「そんなのやるわけないじゃない!」
大澤氏が理事長を務める社会福祉法人・明光会に電話をかけ、職員に趣旨を伝えると、「少々お待ちください」と保留音に。数分後、電話口に現れたのは、大澤氏本人だった。
––––19年度、知事を退任される直前に大規模修繕事業の予算を増額されています。
「覚えていませんよ。現場の仕事に、私はタッチしてなかったですから」
––––ご自身の運営施設に補助金が優先的に回るよう働きかけたことはありますか?
「そんなのやるわけないじゃない! 福祉施設なんて、群馬県にいっぱいあるんだよ。それを特別に、私のところに補助金をつけるなんてこと……部長連中も職員連中もみんないるわけですよ。それを上からトップダウンで下ろすなんてこと、間違ってもできるわけないじゃない。

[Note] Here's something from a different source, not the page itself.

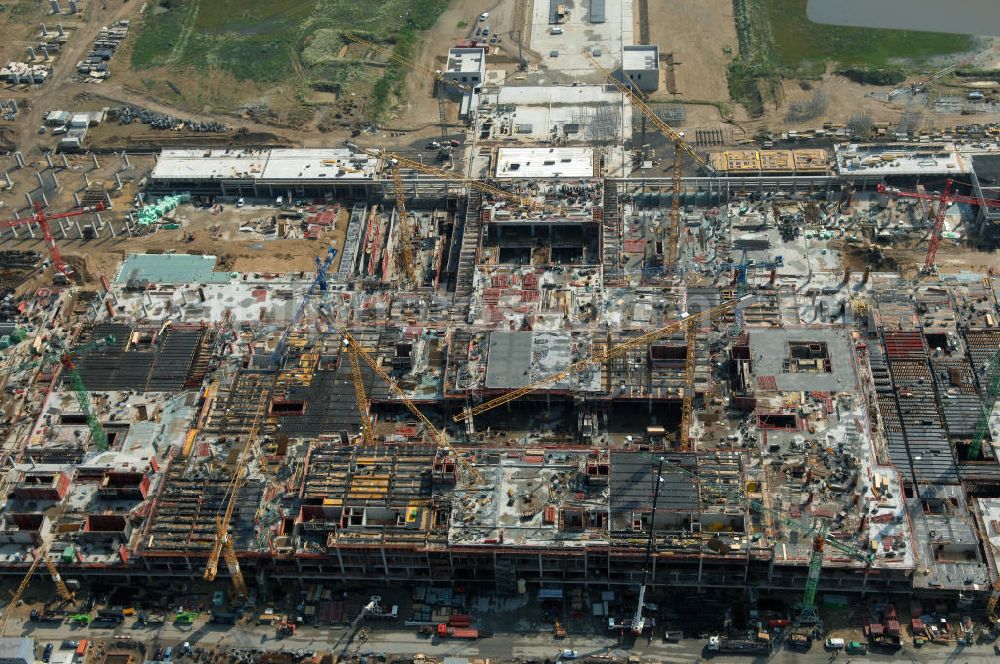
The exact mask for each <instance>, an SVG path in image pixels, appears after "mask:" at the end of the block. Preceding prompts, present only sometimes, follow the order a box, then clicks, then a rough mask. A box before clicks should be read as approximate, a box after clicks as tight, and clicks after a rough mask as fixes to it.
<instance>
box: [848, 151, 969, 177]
mask: <svg viewBox="0 0 1000 664" xmlns="http://www.w3.org/2000/svg"><path fill="white" fill-rule="evenodd" d="M834 151H835V153H836V155H837V170H838V171H839V172H840V174H841V175H876V176H885V175H934V174H941V173H970V172H972V160H971V159H969V158H967V157H966V156H963V155H962V154H960V153H959V152H958V151H957V150H956V149H955V146H954V145H952V144H951V143H927V144H920V145H910V144H906V143H902V144H898V145H885V144H872V145H860V144H857V143H841V144H837V145H835V146H834Z"/></svg>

常識で考えてくださいよ。そんなことには、いっさい携わっていません。信念をもって、そう言えますよ」
大澤氏は強い口調ですべてを否定した。
だが、冒頭で取材に応じた施設長は、「補助金が一部の人に私物化されているのではないかと正直思ってしまいます」と複雑な胸の内を明かし、最後にこう言った。
「入居者さんには、雨漏りのない、冬はもっと暖かい部屋で過ごしてほしい。だから、今年も補助金の申請を出すつもりです」
疑念の入り込む余地のない、公平で開かれた補助金事業の運用が望まれている。